Deploying distributed systems evenly across multiple zones is one of the core strategies for achieving a high-availability architecture. When the workload increases, the multi-zone balanced scheduling policy automatically scales out instances in multiple zones to meet the scheduling requirements of the cluster.
Prerequisites
At least one vSwitch is created in each zone where you want to scale out instances. For more information, see Create and manage vSwitches. After the vSwitch is created, you can select the corresponding vSwitch when you create and manage node pools.
Feature description
The node auto scaling component can determine whether a service can be deployed on a scaling group through pre-scheduling, and send the scale-out request to the specified scaling group to generate instances.

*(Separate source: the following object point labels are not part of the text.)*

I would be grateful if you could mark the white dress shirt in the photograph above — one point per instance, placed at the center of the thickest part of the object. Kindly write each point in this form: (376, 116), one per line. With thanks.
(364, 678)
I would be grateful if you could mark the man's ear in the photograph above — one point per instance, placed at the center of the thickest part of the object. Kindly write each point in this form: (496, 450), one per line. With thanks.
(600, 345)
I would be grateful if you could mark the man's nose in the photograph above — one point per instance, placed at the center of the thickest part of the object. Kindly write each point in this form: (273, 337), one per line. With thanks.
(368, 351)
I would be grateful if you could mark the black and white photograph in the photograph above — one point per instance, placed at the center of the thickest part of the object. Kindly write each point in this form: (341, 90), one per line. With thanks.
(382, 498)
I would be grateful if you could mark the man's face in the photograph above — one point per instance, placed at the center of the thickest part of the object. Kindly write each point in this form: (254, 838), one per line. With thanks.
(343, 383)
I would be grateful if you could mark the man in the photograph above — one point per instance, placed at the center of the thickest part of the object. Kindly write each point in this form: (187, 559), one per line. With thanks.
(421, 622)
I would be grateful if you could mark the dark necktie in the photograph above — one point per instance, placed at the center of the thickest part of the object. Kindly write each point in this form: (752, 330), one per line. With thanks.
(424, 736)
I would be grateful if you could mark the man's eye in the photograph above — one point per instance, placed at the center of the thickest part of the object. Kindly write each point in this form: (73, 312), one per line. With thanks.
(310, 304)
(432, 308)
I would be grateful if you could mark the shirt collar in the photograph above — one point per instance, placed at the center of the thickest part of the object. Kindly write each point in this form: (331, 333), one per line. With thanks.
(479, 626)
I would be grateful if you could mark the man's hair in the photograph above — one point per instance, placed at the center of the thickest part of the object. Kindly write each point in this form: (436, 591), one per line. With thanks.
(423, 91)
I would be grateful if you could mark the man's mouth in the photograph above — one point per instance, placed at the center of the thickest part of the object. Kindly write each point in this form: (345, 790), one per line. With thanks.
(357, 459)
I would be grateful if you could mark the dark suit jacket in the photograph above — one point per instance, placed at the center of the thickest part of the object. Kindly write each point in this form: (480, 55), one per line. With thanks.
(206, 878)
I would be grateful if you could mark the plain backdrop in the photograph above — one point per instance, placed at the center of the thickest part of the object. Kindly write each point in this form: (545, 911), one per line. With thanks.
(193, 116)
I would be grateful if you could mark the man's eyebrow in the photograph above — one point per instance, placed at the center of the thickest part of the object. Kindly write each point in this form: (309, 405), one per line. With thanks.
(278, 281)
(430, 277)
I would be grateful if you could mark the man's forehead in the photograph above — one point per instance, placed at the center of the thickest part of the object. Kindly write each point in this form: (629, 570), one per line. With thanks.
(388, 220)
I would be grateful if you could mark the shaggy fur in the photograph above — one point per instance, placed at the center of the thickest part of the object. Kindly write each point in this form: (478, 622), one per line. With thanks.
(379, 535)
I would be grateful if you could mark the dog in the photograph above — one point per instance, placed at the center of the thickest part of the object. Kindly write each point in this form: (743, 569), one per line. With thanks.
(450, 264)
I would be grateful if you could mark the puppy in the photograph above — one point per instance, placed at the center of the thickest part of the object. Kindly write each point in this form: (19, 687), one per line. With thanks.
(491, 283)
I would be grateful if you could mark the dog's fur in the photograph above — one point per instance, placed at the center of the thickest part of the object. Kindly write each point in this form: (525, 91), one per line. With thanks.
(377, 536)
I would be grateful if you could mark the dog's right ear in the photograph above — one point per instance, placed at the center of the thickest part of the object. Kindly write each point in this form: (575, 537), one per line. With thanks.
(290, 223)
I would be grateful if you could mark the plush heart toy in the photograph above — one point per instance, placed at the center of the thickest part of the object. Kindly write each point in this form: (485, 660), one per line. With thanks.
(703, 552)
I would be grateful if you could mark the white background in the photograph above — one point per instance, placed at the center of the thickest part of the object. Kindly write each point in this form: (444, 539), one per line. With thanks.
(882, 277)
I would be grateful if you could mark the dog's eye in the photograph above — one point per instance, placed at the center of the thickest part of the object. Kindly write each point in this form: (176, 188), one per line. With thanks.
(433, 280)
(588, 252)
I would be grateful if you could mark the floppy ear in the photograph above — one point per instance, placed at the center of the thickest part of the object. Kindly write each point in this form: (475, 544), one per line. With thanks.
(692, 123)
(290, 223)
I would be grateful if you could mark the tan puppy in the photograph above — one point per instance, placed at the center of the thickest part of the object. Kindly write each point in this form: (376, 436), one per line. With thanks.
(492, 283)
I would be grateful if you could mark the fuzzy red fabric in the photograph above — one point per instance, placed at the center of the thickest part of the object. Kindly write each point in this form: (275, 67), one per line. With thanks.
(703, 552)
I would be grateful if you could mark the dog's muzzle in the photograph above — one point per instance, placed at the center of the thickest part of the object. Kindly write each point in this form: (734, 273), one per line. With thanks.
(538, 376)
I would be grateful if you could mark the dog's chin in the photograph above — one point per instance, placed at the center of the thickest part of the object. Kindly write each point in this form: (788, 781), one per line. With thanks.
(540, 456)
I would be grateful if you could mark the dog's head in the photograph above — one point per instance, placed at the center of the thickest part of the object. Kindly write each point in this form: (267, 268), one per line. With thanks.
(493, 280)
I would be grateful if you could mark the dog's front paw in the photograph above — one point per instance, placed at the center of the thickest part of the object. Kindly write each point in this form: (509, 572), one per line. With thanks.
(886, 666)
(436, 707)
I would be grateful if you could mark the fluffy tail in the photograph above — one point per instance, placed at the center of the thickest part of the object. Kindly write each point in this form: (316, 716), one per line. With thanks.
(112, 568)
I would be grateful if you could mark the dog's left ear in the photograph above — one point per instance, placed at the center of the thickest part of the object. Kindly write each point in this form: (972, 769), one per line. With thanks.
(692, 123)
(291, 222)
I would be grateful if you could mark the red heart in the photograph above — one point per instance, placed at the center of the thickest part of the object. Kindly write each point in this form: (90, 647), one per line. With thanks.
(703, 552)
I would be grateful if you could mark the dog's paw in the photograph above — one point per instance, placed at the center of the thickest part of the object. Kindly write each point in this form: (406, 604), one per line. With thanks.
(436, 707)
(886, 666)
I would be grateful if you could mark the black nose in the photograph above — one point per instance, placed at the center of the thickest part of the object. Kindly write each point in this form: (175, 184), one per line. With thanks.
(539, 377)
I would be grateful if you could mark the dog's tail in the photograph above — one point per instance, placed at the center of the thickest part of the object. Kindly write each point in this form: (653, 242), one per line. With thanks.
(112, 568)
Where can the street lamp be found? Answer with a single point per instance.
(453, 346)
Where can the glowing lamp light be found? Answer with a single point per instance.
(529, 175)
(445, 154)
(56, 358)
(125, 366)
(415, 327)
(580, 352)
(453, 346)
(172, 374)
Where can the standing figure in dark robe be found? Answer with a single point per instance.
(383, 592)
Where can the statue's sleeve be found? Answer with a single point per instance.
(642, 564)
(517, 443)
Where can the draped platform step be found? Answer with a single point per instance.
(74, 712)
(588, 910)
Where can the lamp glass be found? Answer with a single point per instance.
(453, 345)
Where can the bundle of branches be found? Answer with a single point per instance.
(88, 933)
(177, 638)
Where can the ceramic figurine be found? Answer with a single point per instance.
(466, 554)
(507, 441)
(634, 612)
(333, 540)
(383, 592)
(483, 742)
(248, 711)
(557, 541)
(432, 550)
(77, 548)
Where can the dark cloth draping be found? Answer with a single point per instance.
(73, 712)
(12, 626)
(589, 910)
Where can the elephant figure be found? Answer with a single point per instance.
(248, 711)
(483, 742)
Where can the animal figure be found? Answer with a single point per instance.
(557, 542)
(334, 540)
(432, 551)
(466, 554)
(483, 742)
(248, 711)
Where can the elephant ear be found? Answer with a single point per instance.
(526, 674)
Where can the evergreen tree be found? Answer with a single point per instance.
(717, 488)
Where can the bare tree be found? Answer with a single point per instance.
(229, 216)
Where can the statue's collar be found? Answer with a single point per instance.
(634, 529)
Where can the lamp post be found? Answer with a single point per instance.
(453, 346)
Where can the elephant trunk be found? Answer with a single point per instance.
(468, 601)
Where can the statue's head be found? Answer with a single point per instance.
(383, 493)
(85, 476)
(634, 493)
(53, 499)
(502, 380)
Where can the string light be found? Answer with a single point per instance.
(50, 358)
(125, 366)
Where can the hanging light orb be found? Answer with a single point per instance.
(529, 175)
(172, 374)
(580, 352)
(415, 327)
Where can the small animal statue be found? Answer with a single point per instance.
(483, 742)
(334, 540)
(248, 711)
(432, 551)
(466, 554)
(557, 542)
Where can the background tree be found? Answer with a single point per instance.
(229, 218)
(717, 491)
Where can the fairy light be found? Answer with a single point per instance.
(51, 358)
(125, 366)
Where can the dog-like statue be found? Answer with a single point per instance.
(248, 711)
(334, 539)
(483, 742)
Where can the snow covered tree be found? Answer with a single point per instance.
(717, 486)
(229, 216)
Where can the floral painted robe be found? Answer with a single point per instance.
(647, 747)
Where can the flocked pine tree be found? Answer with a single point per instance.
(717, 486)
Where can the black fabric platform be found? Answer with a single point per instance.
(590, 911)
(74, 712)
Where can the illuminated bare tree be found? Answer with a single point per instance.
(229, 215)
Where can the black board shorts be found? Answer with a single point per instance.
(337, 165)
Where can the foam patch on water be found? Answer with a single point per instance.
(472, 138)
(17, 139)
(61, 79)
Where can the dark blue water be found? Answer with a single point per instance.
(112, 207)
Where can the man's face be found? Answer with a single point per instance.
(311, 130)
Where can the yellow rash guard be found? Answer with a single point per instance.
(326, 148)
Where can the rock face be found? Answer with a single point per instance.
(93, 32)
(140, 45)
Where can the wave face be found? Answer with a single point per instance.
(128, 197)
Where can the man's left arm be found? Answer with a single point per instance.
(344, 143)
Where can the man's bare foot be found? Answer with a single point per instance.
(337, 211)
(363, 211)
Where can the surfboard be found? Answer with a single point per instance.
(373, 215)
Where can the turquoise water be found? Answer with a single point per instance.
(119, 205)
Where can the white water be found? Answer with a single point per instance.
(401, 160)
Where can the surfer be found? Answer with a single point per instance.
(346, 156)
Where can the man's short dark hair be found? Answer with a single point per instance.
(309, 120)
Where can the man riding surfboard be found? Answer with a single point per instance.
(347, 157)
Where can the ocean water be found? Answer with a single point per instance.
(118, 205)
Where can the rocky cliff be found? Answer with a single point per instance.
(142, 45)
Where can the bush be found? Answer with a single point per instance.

However, there is an issue with the current mechanism of configuring multiple zone vSwitches in a single scaling group. When application pods in multiple zones cannot be scheduled due to insufficient cluster resources, Container Service for Kubernetes (ACK) triggers the scaling group to scale out, but due to the lack of a mechanism to transmit the association information between zones and instances, the scaling group cannot identify the specific zone that needs to be scaled out. This may result in instances being concentrated in a single zone rather than being evenly distributed across multiple zones, which cannot meet the business requirements for simultaneous scaling across zones.
To resolve this issue, ACK introduces the ack-autoscaling-placeholder component. The component fixes this issue by using resource redundancy. The component transforms multi-zone elastic scaling into directed scaling of concurrent node pools. For more information, see Use ack-autoscaling-placeholder to scale pods within seconds. The principle is as follows.
Create a node pool in each zone and add a label to the node pool. The label specifies the zone in which the node pool is deployed.
Configure the nodeSelector to schedule pods based on zone labels. This way, ack-autoscaling-placehodler can schedule a placeholder pod to each zone. The default placeholder pods have a PriorityClass with a lower weight, which is lower than that of application pods.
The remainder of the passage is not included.